Opinion: Advocates for ideas and draws conclusions based on the author/producer’s interpretation of facts and data.

Simms has covered Beacon for The Current since 2015. He studied journalism at Appalachian State University and has reported for newspapers in North Carolina and Maryland. Location: Beacon. Languages: English. Area of expertise: Beacon politics

2 replies on “Reporter’s Notebook: Is Crime Up in Beacon?”

  1. I’m not sure if this is the right question for my favorite — and modestly underfunded — local paper, The Current, to be asking. Regrettably, The Current publishes half-truths by posting the Beacon police blotter on its website.
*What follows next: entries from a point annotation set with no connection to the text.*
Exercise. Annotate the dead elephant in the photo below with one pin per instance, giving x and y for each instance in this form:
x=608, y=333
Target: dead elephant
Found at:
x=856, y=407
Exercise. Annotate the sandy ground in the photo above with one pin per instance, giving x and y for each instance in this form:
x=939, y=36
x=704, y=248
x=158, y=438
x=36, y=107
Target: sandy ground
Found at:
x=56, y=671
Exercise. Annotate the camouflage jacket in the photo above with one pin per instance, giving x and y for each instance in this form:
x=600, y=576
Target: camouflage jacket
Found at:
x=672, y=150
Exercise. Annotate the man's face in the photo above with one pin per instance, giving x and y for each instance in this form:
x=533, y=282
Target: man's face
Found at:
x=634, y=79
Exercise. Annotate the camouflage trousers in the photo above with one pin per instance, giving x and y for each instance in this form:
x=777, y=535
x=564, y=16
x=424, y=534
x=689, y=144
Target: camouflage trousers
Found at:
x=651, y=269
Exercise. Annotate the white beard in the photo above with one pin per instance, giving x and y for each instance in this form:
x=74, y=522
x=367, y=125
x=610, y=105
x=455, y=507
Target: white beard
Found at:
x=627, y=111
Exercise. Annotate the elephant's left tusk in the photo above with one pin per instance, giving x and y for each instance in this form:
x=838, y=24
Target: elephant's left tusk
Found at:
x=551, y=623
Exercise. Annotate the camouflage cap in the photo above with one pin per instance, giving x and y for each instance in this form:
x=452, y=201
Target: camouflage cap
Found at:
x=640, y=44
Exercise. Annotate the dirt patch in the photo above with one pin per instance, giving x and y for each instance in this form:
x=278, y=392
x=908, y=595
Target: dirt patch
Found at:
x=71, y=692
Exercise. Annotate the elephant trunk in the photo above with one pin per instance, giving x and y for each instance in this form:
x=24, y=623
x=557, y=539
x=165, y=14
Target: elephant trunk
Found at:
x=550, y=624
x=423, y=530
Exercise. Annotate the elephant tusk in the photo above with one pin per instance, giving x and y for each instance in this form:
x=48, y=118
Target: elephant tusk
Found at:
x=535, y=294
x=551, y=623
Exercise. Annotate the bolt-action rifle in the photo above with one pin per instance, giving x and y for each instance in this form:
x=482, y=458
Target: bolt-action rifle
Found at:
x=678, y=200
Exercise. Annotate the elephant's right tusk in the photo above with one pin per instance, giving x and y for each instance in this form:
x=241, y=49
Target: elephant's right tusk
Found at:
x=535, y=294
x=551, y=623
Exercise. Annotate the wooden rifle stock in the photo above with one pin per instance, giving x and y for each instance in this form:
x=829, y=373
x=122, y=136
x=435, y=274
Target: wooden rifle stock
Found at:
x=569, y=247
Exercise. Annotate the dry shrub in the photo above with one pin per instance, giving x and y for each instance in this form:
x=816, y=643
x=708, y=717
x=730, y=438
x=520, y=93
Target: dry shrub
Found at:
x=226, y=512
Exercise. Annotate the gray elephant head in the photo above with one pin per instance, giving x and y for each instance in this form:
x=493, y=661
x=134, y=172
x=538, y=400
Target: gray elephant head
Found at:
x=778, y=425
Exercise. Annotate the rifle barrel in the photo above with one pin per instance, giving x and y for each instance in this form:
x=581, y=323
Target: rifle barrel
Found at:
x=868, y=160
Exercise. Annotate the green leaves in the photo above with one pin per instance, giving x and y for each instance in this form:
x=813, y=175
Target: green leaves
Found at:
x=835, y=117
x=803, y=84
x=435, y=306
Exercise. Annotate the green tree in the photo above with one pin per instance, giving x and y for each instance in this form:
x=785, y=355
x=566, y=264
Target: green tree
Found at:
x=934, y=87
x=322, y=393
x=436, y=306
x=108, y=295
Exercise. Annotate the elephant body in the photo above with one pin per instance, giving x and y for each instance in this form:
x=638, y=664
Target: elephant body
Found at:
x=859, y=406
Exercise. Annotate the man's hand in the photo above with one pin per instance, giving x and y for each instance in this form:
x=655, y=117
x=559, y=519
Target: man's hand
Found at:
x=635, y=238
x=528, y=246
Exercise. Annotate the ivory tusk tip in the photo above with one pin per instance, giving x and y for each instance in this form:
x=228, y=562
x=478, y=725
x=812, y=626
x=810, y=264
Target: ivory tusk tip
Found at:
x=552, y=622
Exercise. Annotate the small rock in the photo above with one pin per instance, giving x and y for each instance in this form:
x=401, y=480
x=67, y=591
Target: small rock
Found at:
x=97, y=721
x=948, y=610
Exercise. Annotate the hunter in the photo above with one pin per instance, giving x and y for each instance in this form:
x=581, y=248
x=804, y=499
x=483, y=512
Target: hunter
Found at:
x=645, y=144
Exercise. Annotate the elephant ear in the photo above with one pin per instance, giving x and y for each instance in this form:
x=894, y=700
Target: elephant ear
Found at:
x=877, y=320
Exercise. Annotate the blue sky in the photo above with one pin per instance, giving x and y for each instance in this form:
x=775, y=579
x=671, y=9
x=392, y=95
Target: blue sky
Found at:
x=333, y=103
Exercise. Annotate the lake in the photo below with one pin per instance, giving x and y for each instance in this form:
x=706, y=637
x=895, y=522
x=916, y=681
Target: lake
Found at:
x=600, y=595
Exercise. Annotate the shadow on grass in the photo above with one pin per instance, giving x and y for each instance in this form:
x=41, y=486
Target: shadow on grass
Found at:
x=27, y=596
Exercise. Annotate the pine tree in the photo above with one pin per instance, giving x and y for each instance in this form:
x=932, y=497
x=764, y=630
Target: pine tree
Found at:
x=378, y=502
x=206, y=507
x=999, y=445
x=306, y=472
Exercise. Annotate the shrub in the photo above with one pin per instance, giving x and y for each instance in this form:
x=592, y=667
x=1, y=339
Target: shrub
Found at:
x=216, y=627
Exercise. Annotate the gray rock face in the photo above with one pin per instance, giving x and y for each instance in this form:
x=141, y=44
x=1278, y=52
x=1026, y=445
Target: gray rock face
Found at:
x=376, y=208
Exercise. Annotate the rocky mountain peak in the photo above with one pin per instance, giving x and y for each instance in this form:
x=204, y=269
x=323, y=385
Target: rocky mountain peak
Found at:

Crimes are not covered in totality for the time periods stated — merely transgressions that usually don’t even rise to the misdemeanor level.

    I am a lawyer and have represented public-safety professionals for 30-plus years, so I am familiar with public-safety agencies fudging numbers. But after moving here in 2017, I emailed to my friends the police “blotter” to entice them to come and visit. Some visited and many moved up. Based on what I have been told, the Beacon crime blotter is nothing close to truth. It presents Beacon as Mayberry, Disney or the “anti-Newburgh.”

    The Current takes the selectively redacted blotter sent by the Beacon Police Department, rightly further editing out sensitive information, and posts it online. So, the editor knows this data is not only inaccurate, but incomplete and dishonest. Why waste the space? Why not let me write a column reviewing fantasy fiction? This would cleave closer to the indicators of the Trust Project standards that allegedly guide your journalism.

    You should ditch publishing this propaganda for my “safe” city. It is not only inconsistent with The Current’s standards, but fails a test attributed to Socrates: “If what you want to say is neither true, nor good or kind, nor useful or necessary, please don’t say anything at all.”

    1. We have published a disclaimer on the blotter noting it may not be complete since we learned, in 2021, that serious incidents had not been included.